John and Mildred Turner lived in the small town of Wallace, Idaho. John worked as a miner, and was 18 years old when his daughter was born. Mildred was 16 at the time of Lana’s birth.
Lana fondly recalled nights, after dinner, spent dancing and listening to records with her parents. In later years, she credited her love for music and dance to those evenings. Her father was also a terrific card player–a skill that came in handy to support his family through rough times. However, after a big win at a card came one night, he was robbed and murdered. John had bragged about using his monetary winnings to buy his daughter the tricycle for which she had begged him. Lana was heartbroken. John’s murder was never solved.
In addition to enjoying music and dance, Lana loved going to the movies. Every weekday, she would save a nickel of her lunch money to put toward the twenty-five cent Saturday matinee.

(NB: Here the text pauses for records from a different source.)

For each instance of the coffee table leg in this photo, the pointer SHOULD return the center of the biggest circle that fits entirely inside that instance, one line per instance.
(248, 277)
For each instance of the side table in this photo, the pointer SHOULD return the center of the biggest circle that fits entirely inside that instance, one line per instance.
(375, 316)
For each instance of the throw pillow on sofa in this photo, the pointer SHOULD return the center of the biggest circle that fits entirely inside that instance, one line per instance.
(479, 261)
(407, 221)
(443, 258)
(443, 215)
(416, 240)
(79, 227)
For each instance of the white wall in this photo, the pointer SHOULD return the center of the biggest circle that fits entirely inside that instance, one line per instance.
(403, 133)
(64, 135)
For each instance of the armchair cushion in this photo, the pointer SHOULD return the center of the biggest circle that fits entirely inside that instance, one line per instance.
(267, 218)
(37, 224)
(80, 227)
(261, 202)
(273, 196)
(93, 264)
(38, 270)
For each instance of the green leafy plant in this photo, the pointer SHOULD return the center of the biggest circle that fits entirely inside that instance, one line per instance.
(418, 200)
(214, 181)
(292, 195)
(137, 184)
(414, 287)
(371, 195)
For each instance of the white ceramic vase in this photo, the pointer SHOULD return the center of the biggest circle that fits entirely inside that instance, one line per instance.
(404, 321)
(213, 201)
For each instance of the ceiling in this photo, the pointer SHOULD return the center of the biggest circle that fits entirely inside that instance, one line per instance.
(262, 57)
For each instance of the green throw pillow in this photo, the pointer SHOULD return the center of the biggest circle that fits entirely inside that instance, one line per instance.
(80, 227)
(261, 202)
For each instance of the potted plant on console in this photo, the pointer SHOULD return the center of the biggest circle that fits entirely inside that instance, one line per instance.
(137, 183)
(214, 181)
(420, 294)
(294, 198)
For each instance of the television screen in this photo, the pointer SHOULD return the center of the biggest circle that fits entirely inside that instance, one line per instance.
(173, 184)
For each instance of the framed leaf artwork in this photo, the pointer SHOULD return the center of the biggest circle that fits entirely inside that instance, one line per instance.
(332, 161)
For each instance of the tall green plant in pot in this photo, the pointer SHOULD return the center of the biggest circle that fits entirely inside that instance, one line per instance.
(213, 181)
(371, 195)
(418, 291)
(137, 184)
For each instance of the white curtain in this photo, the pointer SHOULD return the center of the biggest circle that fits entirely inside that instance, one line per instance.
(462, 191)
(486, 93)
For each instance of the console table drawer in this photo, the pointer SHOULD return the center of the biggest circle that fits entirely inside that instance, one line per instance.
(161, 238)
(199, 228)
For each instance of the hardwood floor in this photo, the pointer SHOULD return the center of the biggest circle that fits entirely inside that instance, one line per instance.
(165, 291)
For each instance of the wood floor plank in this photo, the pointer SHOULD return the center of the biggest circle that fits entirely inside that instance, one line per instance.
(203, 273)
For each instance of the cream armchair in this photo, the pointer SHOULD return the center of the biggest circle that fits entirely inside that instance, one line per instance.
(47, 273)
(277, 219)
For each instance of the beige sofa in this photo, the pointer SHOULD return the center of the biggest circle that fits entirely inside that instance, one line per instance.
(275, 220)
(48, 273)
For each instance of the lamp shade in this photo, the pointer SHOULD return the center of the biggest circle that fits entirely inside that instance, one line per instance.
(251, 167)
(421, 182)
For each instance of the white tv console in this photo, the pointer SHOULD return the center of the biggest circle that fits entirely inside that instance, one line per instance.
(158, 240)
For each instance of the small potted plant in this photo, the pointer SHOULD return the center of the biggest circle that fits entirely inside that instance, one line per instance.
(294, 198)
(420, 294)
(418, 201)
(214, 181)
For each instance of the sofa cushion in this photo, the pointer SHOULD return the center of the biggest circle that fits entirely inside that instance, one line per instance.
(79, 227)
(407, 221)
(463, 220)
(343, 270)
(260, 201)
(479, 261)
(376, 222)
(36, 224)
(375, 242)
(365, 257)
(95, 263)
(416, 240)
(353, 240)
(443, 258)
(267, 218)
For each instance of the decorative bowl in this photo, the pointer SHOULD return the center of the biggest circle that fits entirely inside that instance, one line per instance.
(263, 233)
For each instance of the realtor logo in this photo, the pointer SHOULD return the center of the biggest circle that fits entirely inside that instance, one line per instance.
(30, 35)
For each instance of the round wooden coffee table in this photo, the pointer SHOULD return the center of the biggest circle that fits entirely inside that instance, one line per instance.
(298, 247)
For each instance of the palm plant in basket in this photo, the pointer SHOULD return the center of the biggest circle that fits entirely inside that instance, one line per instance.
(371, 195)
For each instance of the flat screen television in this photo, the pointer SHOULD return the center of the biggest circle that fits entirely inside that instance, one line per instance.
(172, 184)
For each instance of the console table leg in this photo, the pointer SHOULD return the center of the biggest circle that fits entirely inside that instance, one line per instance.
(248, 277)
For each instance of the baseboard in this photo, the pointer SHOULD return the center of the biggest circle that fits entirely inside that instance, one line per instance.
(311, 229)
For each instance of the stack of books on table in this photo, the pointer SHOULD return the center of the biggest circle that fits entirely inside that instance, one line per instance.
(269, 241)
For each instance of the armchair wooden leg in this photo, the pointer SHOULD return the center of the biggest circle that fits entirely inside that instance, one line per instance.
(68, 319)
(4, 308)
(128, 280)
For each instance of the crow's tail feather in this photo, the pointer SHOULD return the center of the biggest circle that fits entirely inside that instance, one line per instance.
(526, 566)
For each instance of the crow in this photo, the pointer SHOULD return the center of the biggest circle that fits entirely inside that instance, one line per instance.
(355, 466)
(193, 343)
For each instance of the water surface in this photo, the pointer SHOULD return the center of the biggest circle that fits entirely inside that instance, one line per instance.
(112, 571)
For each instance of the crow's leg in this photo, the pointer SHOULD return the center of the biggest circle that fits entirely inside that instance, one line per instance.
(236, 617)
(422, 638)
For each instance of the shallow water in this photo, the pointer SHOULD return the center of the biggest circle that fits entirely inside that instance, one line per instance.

Her appreciation for the elaborate costumes of actresses Kay Frances and Norma Shearer carried over into her own career, and earned her a reputation of wearing some of the most beautiful costumes in film history. In fact, if she had not pursued an acting career, Lana always said she would have become a fashion designer.
In search of greater job opportunities, Lana and her mother moved out to California. One school day, shortly after their arrival,sixteen-year-old Lana went in for a Coke. Despite the legend, she wasn’t at Schwab’s Drugstore, but The Top Hat Café–a shop across the street from Hollywood High, her alma mater. When W.R. Wilkerson, publisher of the Hollywood Reporter, happened to be quenching his thirst at the same time, he caught sight of Lana. He introduced himself, gave her his card, and asked her to call newly operating talent agent Zeppo Marx. This, in addition to a letter Wilkerson personally wrote, helped team her with director Mervyn LeRoy.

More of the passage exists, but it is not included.